Whenever evaluating similarity between two entities, say, people or items, it is convenient to encode each entity as an $N$-dimensional vector, with each dimension representing some feature. For example, if we have $N$ customers and $M$ products in the catalog, we may, for finding similar items, encode each item as an $N$-dimensional vector with each dimension being the rating given to that item by the $i$-th user, using the value $0$ for no rating at all.

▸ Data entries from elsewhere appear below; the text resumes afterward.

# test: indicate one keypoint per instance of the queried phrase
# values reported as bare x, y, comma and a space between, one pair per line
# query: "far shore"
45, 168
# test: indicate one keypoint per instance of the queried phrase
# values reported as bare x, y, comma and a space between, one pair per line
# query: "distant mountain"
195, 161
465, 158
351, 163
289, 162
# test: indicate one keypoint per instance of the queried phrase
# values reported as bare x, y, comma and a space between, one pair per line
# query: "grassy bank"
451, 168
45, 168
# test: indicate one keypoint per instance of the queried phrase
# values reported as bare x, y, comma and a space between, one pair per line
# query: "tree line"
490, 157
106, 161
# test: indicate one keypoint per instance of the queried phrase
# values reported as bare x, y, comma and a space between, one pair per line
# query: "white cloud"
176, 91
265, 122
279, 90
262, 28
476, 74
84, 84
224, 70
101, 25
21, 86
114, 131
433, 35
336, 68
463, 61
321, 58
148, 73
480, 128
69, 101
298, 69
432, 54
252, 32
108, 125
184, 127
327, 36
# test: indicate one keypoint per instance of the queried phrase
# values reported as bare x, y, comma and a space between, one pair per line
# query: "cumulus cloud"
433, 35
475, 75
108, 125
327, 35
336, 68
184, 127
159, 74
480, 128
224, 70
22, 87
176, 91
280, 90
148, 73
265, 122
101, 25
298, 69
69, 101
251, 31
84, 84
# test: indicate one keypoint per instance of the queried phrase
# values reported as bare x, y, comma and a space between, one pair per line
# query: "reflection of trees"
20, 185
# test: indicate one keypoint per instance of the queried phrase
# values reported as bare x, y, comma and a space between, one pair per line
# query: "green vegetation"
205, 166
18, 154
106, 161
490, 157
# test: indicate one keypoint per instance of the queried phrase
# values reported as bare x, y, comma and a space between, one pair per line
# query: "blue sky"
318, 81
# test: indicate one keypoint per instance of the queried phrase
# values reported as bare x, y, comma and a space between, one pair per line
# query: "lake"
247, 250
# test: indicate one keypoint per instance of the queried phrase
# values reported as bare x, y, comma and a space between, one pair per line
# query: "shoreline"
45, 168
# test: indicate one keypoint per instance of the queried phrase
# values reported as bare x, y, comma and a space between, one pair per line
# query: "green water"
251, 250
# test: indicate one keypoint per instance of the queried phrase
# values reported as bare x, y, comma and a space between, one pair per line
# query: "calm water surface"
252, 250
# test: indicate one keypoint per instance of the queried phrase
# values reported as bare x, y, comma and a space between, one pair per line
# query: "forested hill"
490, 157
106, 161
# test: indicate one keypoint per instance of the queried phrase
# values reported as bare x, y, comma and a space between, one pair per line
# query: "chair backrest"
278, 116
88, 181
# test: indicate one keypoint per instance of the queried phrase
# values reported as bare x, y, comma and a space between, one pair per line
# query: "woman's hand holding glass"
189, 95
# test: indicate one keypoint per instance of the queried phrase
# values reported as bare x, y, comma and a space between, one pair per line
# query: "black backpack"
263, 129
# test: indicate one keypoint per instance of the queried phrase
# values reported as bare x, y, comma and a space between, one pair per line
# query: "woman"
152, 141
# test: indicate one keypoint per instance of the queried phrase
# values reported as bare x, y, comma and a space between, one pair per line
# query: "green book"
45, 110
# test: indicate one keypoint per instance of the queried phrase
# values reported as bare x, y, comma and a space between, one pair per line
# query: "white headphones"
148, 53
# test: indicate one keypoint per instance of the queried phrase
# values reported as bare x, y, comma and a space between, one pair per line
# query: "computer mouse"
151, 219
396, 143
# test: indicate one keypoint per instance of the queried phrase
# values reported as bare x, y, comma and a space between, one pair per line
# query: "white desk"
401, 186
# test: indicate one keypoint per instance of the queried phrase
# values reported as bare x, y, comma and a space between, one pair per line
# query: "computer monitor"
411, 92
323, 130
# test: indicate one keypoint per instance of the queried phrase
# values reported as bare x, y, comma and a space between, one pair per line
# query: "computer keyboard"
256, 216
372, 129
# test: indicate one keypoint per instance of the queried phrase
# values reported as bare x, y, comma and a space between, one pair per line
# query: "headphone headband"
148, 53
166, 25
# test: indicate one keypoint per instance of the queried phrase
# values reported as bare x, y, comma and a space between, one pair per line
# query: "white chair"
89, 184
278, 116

But sometimes, the values of the features are two valued, i.e., for any vector , where $ x_{ik} $ is either 0 or some positive weight $ W_{ k } $ assigned to the k-th entry . This weight does not depend on $i$ and hence, is the same for all vectors. The Tanimoto coefficient for such a pair of vectors $ \mathbf{ X_{ m } } $ and $ \mathbf{ X_{ n } } $ is given by

$ \begin{ equation } \label{ bg:intmod } T(X_{ m }, X_{ n }) = \frac { X_{ mn } } {X_{ mm } + X_{ nn } - X_{ mn } } \end { equation } $

where $ X_{ij} $ is $ \mathbf{X_{i}}.\mathbf{X_{j}} $ (the vector inner product). Note that the Jaccard index is a special case of the Tanimoto score where $ W_{ k } $ = $ 1 $ for all $ k $ , i.e., the two vectors $ \mathbf{ X_{ m } } $ and $ \mathbf{ X_{ n } } $ are binary/bit vectors.

Implementation in Python

def tanimoto_score(vec1, vec2, weights=None):
    '''
    Return the Tanimoto score between vec1 and vec2. 
    Args:
    	vec1, vec2: The two vectors to find the Tanimoto coefficient for. MUST be
    				of the same length
    Kwargs:
    	weights: If given, this must be an iterable of the same length as vec1 and 
    			 vec2. If kth element of weights, weights[k] = wk, it means that
    			 vec1[k] and vec2[k] can take up values of either 0 or wk. If not
    			 given, or when None, a value of (1, 1, ... upto len(vec1) elements)
    			 is assumed(i.e., the Jaccard index of the binary vectors vec1 and
    			 vec2 is returned in this case).
    
    '''
    N = len(vec1)
    if weights is None:
        valid_ranges = [(0.0, 1.0) for i in vec1]
    else:
        valid_ranges = [(0.0, w) for w in weights]

    assert N == len(vec2) == len(valid_ranges)

    v1v2, v1v1, v2v2 = 0., 0., 0.
    for i in xrange(N):
        if vec1[i] not in valid_ranges[i] or vec2[i] not in valid_ranges[i]:
            raise ValueError('Encountered invalid values. Expected one of {}, ' 
                             'got {} and {}'
                             .format(valid_ranges[i], vec1[i], vec2[i]))
        v1v2 += vec1[i] * vec2[i]
        v1v1 += vec1[i] * vec1[i]
        v2v2 += vec2[i] * vec2[i]
    
    return v1v2 / (v1v1 + v2v2 - v1v2)

If the overhead of the validation is not needed(the common case, maybe), the implementation gets simpler:

def tanimoto_score(vec1, vec2):
    '''
    Return the Tanimoto score between vec1 and vec2. 
    Args:
        vec1, vec2: The two vectors to find the Tanimoto coefficient for. MUST be
                    of the same length
    
    No validation is performed except same length checks. It is assumed that
    the caller passes properly weighted data.

    '''
    N = len(vec1)
    
    assert N == len(vec2)
    
    v1v2, v1v1, v2v2 = 0., 0., 0.
    for i in xrange(N):
        v1v2 += vec1[i] * vec2[i]
        v1v1 += vec1[i] * vec1[i]
        v2v2 += vec2[i] * vec2[i]

    return v1v2 / (v1v1 + v2v2 - v1v2)

Both these implementations return a value between 0 and 1, with a higher value indicating more similarity.